As the overexpression of the maternal allele was indirectly demonstrated, we speculate that the patient, brother and mother may harbor a variant in cis within the RAI1 overexpressed allele that can favor its upregulation. Sequencing of the regions containing the predicted regulatory elements of RAI1 did not identify any variant shared between family members with RAI1 overexpression. However, as not all RAI1 noncoding regions have been sequenced we cannot exclude the presence of other variants that run with the RAI1 overexpression and further analyses are needed.

Currently, the only shared heterozygous variant found is the yet-unreported missense variant, c.3272C > A, located in exon 3. Interestingly, in the presence of this C > A sequence change prediction tools indicate a lack of the binding site of the AP-alpha A transcription factor. The AP-alpha A, binds the consensus sequence 5′-GCCNNNGGG-3′ and activates the transcription of some genes while repressing or decreasing the transcription of others [38]. So we hypothesize that the shared c.3272C > A variant might interfere with the interaction of AP-alpha A acting as a repressor. Functional studies, aimed at clarifying the effect of this rare variant on RAI1 expression, need to be performed to demonstrate this enticing hypothesis.

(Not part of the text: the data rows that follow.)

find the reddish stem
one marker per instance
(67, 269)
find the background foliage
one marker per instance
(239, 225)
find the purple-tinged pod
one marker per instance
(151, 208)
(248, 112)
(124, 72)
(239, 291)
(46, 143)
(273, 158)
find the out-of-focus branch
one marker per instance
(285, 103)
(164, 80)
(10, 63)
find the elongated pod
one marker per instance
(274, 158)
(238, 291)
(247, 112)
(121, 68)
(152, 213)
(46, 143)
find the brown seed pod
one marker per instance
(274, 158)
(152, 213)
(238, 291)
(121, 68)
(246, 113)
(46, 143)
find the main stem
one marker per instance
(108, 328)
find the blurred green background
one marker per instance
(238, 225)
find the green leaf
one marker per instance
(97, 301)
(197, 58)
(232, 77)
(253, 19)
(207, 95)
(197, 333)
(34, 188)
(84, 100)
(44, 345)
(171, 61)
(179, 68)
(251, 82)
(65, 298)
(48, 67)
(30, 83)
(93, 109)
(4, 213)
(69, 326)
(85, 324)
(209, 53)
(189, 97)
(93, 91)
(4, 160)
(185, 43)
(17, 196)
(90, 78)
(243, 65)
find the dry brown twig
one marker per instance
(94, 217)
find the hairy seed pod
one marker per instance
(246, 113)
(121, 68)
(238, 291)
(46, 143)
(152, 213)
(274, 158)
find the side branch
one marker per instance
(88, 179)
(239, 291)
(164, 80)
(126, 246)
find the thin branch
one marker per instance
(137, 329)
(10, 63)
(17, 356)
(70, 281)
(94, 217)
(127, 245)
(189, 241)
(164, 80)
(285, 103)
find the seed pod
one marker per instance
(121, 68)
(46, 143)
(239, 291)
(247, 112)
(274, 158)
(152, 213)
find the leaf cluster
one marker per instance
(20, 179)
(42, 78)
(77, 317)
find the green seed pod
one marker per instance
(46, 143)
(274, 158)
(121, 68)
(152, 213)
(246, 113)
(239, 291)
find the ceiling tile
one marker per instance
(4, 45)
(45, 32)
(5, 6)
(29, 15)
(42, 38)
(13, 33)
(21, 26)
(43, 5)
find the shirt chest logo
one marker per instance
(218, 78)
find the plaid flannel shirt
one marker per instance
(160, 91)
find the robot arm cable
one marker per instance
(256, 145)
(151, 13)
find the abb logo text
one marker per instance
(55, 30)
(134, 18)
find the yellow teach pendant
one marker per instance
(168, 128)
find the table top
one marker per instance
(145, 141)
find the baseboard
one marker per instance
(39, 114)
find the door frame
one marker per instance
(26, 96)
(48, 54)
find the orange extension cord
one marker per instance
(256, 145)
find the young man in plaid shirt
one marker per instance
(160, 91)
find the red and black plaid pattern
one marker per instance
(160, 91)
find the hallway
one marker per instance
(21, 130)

PTLS is generally due to 17p11.2 duplications, causing RAI1 overexpression. One single PTLS case has been reported without 17p11.2 duplication but bearing a maternal inherited deletion located upstream from the RAI1 promoter [15]. In this familial case both patient and mother showed RAI1 overexpression in lymphoblast cell lines. It is worth noting that the mother was reported to manifest learning difficulties and significant sensory issues [15], confirming PTLS high phenotype variability. In our familiar case, according to phenotype evaluation, the patient’s brother and mother do not show any neurological/behavioral clinical signs matching the PTLS phenotype. The clinical re-evaluation of the mother revealed the presence of some facial characteristics, namely triangular face, broad forehead, smooth philtrum, micrognathia, long nasal tip, and thin upper lip, mimicking the facial appearance of the syndrome (Supplementary Fig. S3). However, the lack of other physical and neurobehavioral features did not lead to a PTLS diagnosis, which has never been suspected for her son. The lack of PTLS clinical diagnosis may be accounted for by the broad phenotype variability of the syndrome as previously reported [13,14,15,16]. However, we cannot exclude that RAI1 overexpression identified in blood might be tissue-specific and therefore not present in other tissues, particularly the nervous system, a scenario which might also explain the lack of a PTLS phenotype in the patient’s brother and mother. The generation of patient-specific induced pluripotent stem cell-derived neurons might allow the verification of the tissue-specific hypothesis.

In conclusion, gene expression analysis combined with standard genetic analysis can provide additional insights into the diagnostic flow chart of SMS by detecting changes in RAI1 dosage in cases with a robust clinical diagnosis but no identified mutation in the RAI1 coding/splicing region. We have described the second report of RAI1 overexpression in the absence of RAI1 duplication. The overexpression is found in the proband’s brother and mother who do not present PTLS features, and intriguingly involves the proband’s RAI1 allele which harbors a de novo RAI1 intragenic deletion. Disruption of RAI1 genomic structure corroborates the proband SMS phenotype and accounts for her distinctive mild phenotype with the exception of self-destructive and aggressive behavior.